Желтоглазый неожиданно расхохотался:
– О, нет, мой верный Джельмэ! Убивать Эрхе-Хара мы не будем. И предупреждать Тогрула – тоже.
Джельмэ вопросительно вскинул глаза:
– Как – не будем? Тогрул же…
– А так! Пусть Эрхе-Хара возьмет у Инанч-Бильгэ воинов и спокойно делает свое дело. Как ты думаешь, к кому Тогрул обратится за помощью, а? Может, тебе подсказать?
Джельмэ рассмеялся:
– О, как ты мудр, повелитель!
Один Баурджин ничего толком не понимал, а впрочем, и не старался вникать в чужие беседы. Вообще, странные какие-то эти незнакомцы – сидят вон, смеются. Весельчаки!
– Пей, мерген. – Желтоглазый весело хлопнул юношу по плечу. – Ты принес мне сегодня хорошую новость! На вот… – покопавшись за пазухой, он протянул Баурджину маленькую золотую пластинку с изображением кречета. – Носи! И помни, мерген, это не просто золото. Это пропуск в мои владения и охранная пайцза!
– В какие-какие владения?
– Впрочем, я и так не забуду. У тебя очень запоминающееся лицо, мерген. И светлая шевелюра. Необычно для сына степей.
Снаружи вдруг заржали кони.
– О! – Желтоглазый поднял палец. – Слышишь, Джельмэ? Явились! Охраннички, забодай их бык. Ну, пойдем, пора. Кызгэ, загаси очаг.
Желтоглазый повелитель и немногословный Джельмэ вышли из хижины, а следом за ними и Баурджин.
Юноша поспешно прикрыл ладонью глаза – в очистившемся от снеговых туч небе ярко сияло солнце. А вокруг, на поляне, гарцевал целый отряд монголов… или тайджиутов, или кого там еще? Наверное, десятка три – все при саблях, с копьями, не говоря уже о луках.

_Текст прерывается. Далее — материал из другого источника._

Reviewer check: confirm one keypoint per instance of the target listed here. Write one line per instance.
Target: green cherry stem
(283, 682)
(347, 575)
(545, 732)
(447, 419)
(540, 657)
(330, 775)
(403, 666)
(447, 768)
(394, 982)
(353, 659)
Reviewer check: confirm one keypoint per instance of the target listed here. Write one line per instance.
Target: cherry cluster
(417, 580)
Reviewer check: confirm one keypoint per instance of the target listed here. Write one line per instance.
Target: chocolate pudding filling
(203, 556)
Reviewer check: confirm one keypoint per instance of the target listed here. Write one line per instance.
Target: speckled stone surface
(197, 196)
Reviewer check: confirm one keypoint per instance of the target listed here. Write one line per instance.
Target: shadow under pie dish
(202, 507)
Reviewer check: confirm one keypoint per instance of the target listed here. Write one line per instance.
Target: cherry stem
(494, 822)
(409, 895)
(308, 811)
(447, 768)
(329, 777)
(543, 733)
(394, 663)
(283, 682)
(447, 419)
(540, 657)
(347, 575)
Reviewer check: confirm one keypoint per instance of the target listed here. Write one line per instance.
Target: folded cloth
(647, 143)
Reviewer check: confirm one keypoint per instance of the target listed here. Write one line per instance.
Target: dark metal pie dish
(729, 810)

– Так я, пожалуй, пойду? – отвязав лошадь от коновязи, обернулся Баурджин.
– Иди, мерген, – властно махнул рукой желтоглазый. – И помни, я еще отплачу милостями за все, что ты для меня сделал.

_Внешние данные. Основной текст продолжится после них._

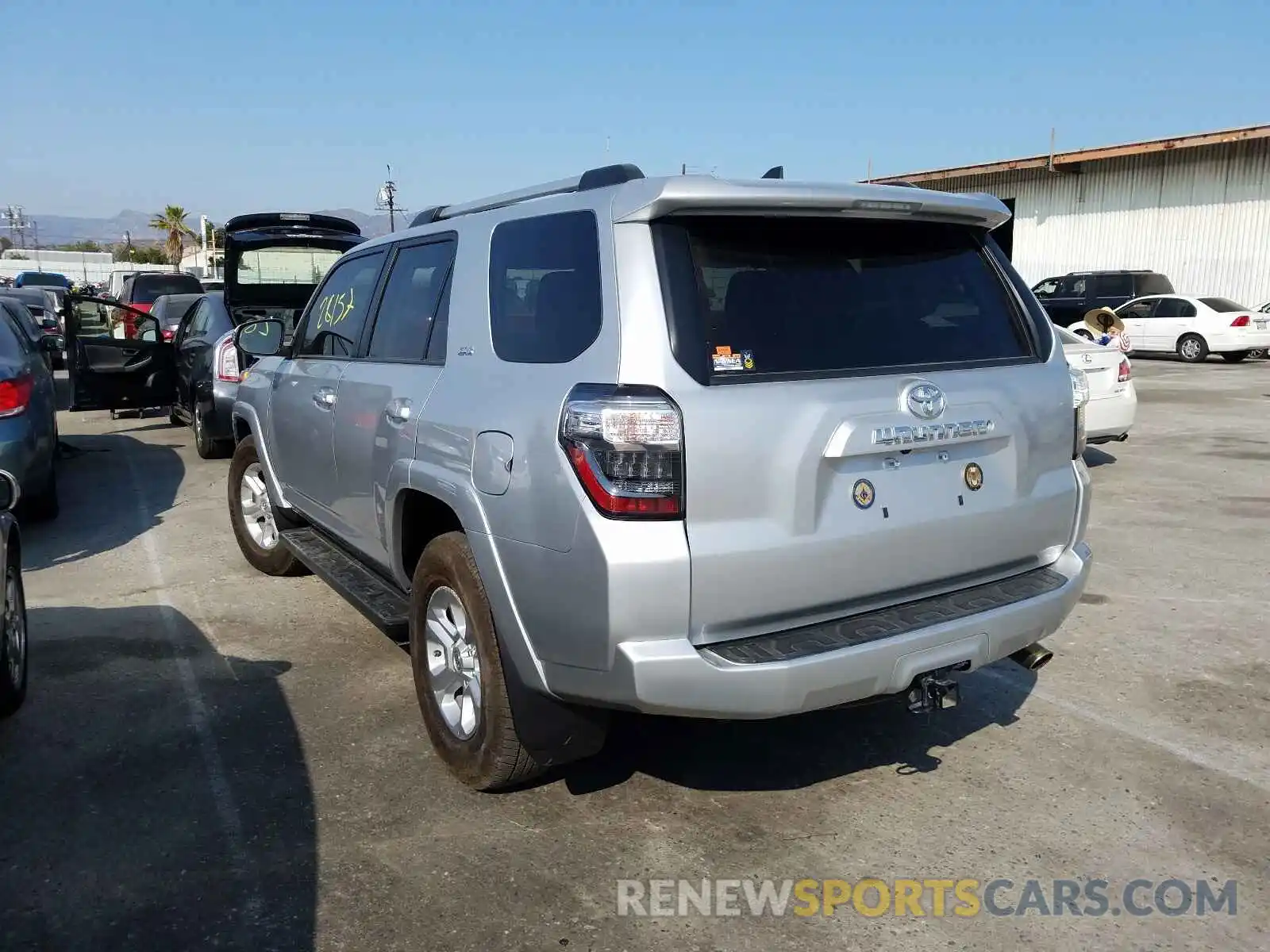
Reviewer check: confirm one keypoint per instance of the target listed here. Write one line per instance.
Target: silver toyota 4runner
(729, 450)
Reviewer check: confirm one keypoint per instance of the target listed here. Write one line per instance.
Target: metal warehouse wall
(1202, 216)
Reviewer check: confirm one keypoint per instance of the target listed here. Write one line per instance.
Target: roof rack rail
(427, 216)
(591, 179)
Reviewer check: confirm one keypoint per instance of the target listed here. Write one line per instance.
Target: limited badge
(863, 494)
(973, 476)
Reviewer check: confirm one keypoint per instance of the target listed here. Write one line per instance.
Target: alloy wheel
(454, 666)
(257, 508)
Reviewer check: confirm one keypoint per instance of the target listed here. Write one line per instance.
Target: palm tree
(173, 221)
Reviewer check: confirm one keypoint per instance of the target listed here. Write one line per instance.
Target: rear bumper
(1110, 416)
(1238, 340)
(216, 403)
(677, 678)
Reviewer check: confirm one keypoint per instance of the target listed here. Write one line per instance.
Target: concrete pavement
(210, 758)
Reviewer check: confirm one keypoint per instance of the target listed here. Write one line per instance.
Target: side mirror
(8, 492)
(260, 338)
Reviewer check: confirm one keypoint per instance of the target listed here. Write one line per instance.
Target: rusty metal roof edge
(1083, 155)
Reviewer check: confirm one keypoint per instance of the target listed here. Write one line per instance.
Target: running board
(383, 603)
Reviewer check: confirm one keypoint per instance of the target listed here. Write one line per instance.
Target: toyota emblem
(925, 400)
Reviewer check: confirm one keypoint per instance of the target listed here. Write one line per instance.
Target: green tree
(171, 221)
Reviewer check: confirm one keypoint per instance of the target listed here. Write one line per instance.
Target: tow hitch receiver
(933, 691)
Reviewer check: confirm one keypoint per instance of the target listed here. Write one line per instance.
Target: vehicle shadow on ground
(156, 793)
(791, 753)
(99, 505)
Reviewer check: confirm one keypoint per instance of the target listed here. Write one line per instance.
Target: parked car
(1194, 327)
(272, 264)
(13, 621)
(169, 310)
(29, 279)
(740, 460)
(37, 325)
(1067, 298)
(29, 414)
(140, 291)
(1113, 401)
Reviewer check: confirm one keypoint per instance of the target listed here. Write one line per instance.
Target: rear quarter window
(753, 298)
(545, 300)
(1153, 285)
(148, 287)
(1222, 305)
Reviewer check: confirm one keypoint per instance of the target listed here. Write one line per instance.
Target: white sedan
(1194, 327)
(1113, 399)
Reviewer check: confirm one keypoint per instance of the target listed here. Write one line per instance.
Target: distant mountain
(64, 230)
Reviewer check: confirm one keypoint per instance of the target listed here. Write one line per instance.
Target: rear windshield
(1222, 304)
(286, 266)
(148, 287)
(44, 278)
(1153, 285)
(812, 296)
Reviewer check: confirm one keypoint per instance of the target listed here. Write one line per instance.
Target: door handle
(398, 412)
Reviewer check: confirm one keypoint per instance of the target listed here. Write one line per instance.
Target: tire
(1193, 348)
(206, 447)
(491, 757)
(270, 559)
(13, 677)
(44, 505)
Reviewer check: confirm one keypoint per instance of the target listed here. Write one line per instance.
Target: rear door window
(410, 305)
(1113, 286)
(1137, 309)
(545, 301)
(819, 296)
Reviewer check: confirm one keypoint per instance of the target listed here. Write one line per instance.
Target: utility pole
(387, 200)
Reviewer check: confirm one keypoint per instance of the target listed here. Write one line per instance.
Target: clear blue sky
(228, 107)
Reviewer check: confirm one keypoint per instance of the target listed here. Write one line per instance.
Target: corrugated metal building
(1195, 209)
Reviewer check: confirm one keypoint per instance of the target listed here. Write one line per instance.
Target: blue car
(48, 279)
(29, 416)
(13, 608)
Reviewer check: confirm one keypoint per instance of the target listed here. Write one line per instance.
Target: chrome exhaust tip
(1033, 658)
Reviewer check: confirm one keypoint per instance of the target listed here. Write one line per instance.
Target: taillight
(226, 362)
(1080, 397)
(626, 447)
(16, 395)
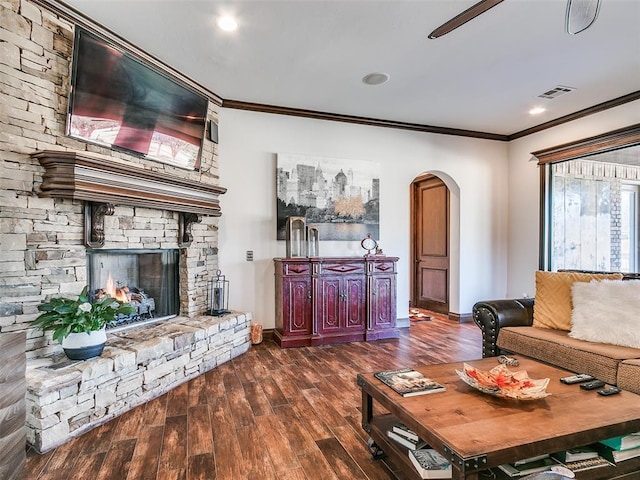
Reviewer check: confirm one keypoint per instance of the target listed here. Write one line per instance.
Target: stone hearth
(136, 366)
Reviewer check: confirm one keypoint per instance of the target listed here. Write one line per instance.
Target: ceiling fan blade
(469, 14)
(580, 15)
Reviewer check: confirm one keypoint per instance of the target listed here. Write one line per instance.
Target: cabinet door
(383, 302)
(330, 305)
(354, 289)
(342, 305)
(297, 306)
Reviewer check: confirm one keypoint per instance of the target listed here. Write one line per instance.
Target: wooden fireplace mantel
(82, 176)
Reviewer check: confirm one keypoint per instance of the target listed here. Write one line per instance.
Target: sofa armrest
(492, 315)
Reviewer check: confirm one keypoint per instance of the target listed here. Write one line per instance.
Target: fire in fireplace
(148, 279)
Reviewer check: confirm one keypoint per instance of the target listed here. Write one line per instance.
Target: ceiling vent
(556, 92)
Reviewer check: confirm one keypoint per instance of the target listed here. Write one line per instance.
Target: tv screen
(119, 102)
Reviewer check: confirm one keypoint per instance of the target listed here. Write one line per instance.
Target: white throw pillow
(607, 311)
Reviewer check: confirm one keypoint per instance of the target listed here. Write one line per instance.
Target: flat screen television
(120, 102)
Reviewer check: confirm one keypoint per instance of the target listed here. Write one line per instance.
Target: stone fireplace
(63, 201)
(151, 239)
(145, 278)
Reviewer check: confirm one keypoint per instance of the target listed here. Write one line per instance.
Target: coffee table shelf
(379, 426)
(477, 432)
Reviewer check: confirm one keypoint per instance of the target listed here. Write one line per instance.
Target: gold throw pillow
(552, 307)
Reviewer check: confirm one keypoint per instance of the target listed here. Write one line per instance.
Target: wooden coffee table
(477, 431)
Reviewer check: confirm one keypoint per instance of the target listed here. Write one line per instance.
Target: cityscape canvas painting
(340, 197)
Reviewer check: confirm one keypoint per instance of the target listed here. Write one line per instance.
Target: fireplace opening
(148, 279)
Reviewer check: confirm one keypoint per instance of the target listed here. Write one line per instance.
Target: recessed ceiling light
(375, 78)
(228, 24)
(537, 110)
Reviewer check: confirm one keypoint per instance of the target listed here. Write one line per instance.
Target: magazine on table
(406, 442)
(408, 382)
(401, 429)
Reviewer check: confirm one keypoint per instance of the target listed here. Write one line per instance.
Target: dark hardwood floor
(289, 414)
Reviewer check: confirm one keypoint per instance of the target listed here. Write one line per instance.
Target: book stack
(528, 466)
(430, 464)
(577, 454)
(408, 382)
(401, 434)
(622, 448)
(582, 458)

Юноша про себя усмехнулся – и что он такого сейчас сделал? Вот уж, не знаешь, где найдешь, где потеряешь.
Когда Баурджин вернулся к своим, уже вечерело. По всему краю озера горели костры – готовили к пиру дичину. Часть туш морозилась в прорубях или прямо в снегу, а часть, разрезанная на тоненькие ломтики-ремешки, вялилась на солнце. Увидев Баурджина, довольная молодежь встретила его приветственными криками, словно вождя. Да он для них и был вождем, причем, что немаловажно, удачливым. И конечно же, возвращению побратима бурно обрадовался Кэзгерул.
– Ну, наконец-то, брат! – потершись носом о щеку Баурджина, восклицал он. – А мы-то уж думали – куда ты запропастился?
– Там, в переметной суме, мясо и голова оленя, – вспомнил юноша. – Надо достать.
– Достанут! – Кэзгерул засмеялся. – Не забывай, ты же теперь десятник. Посмотри только, с каким обожанием смотрят на тебя твои воины!
Воины… Если, конечно, их можно было так назвать. Повернувшись, Баурджин поспешно спрятал улыбку. Окинул взглядом своих.
Вот деловито расстилают снятые шкуры здоровяки Юмал и Кооршак. Чем-то похожие – конечно, похожие, они же родные братья! – добродушные увальни. Впрочем, добродушные – это пока как следует не разозлишь. Рядом делают вид, что очень утомились, Гаарча с Хуридэном. Ну, об этих лучше уж ничего не говорить, все равно ничего хорошего не скажешь, по крайней мере – пока. Ну, а потом – кто знает? Знавал Дубов случаи, когда самые последние раздолбаи вдруг становились героями. Немало таких было и на Халкин-Голе, и на Малой Земле, и под Берлином. Гаарча с Хуридэном, по крайней мере, хоть оружием владеют. Остальные… Про остальных еще, похоже, и говорить-то рано, малы слишком – ну, право слово, совсем еще дети! И ведут себя сейчас чисто по-детски – толкаются, кричат, спорят. Однако на десятника посматривают с таким искренним обожанием – словно на бога! Баурджин даже не помнил, как их зовут… а это плохо! Командир отделения просто обязан знать всех своих бойцов, и не только по именам-фамилиям-отчествам, но и по характеру, по складу ума. На кого можно полностью положиться, и не только в бою, но и в любом, даже самом небольшом деле, а за кем, наоборот, нужен самый строгий пригляд. У хорошего командира, кстати, в отделении и помощники всегда имеются, которым вполне можно довериться.